FILE PHOTO: Kosovo President Hashim Thaci speaks during interview in Pristina, Kosovo August 14, 2018. REUTERS/Laura Hasani/File Photo

PRISTINA (Reuters) - Kosovo's president made a rare visit on Saturday to a disputed, mainly ethnic Serb area in the north of the country, angering Belgrade just three weeks after Serbia's president infuriated Pristina by visiting the same area.

"Let's work together for a new Kosovo...Kosovo is one, unique, independent and a sovereign country," President Hashim Thaci told Kosovo media at Lake Gazivode, an artificial lake in a mainly ethnic Serb area. Serbia's President Alexander Vucic had visited the lake on Sept. 8.

Kosovo's mainly ethnic Albanian security forces generally stay out of the small, mainly ethnic Serbian pocket of territory in the north, which Kosovo and Serbia dispute.

Thaci was quoted as saying he had coffee with workers at the lake. Serbia accused Kosovo police of seizing control of the lake and briefly detaining four workers. Kosovo said the police were there to provide security for the visit and nobody was detained.

The fate of ethnic Serb villages in northern Kosovo is one of the main issues of disagreement between Serbia and Kosovo, a former province of Serbia which declared independence after Serbian forces were driven out by NATO bombing in a war in 1999.

Both sides have said they could agree to swapping Kosovo territory populated by Serbs for Serbian territory populated by Albanians. However, expectations of such a deal dimmed in recent weeks after a meeting between Thaci and Vucic was abruptly cancelled. Vucic toured the disputed area the next day.

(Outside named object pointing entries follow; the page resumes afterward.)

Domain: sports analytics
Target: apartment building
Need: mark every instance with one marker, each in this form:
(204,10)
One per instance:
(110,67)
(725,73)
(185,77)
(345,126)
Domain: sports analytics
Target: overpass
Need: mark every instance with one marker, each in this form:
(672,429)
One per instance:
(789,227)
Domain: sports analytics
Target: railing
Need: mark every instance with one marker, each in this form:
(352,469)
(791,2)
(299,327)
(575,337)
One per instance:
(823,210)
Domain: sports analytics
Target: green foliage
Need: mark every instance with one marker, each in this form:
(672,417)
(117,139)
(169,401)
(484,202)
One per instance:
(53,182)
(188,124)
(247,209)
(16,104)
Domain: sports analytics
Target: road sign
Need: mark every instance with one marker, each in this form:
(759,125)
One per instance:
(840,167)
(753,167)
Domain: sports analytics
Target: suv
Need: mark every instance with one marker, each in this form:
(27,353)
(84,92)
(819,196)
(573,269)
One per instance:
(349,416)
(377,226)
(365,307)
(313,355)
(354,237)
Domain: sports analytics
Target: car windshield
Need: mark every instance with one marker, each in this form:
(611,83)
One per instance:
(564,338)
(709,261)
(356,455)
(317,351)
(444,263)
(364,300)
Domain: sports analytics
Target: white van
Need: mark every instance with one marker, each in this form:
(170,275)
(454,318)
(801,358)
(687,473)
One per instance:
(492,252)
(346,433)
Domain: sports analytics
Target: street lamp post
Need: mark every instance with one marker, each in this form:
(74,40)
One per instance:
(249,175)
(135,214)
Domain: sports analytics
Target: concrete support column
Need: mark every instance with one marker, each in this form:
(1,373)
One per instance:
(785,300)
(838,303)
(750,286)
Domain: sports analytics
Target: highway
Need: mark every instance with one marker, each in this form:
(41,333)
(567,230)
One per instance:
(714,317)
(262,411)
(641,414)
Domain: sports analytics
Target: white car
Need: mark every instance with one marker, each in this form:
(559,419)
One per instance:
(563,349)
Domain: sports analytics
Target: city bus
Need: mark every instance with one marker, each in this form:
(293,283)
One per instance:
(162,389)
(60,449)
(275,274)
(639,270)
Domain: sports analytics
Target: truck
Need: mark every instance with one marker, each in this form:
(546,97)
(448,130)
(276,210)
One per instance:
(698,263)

Marko Djuric, head of Serbia's government office for Kosovo, said Serbia was putting its military as well as police under high alert as a result of Kosovo action in the area.

"Due to an Albanian attack against the north of Kosovo and the arrest of some Serbs who have not committed any crime, I ordered the police director to put all special police units in state of the highest readiness," Serbian Interior Minister Nebojsa Stefanovic said.

Vucic was expected to address the nation later on Saturday.

Thaci's unexpected visit to the north came hours before ethnic Albanian nationalists held a planned demonstration in the capital Pristina against the president's willingness to discuss adjusting the border with Serbia.

Moving the frontier "is not a correction but a pain and loss for us", Albin Kurti, leader of the opposition Vetevendosje party, told a crowd of thousands at the demonstration. “Kosovo cannot be partitioned. We will not negotiate independence.”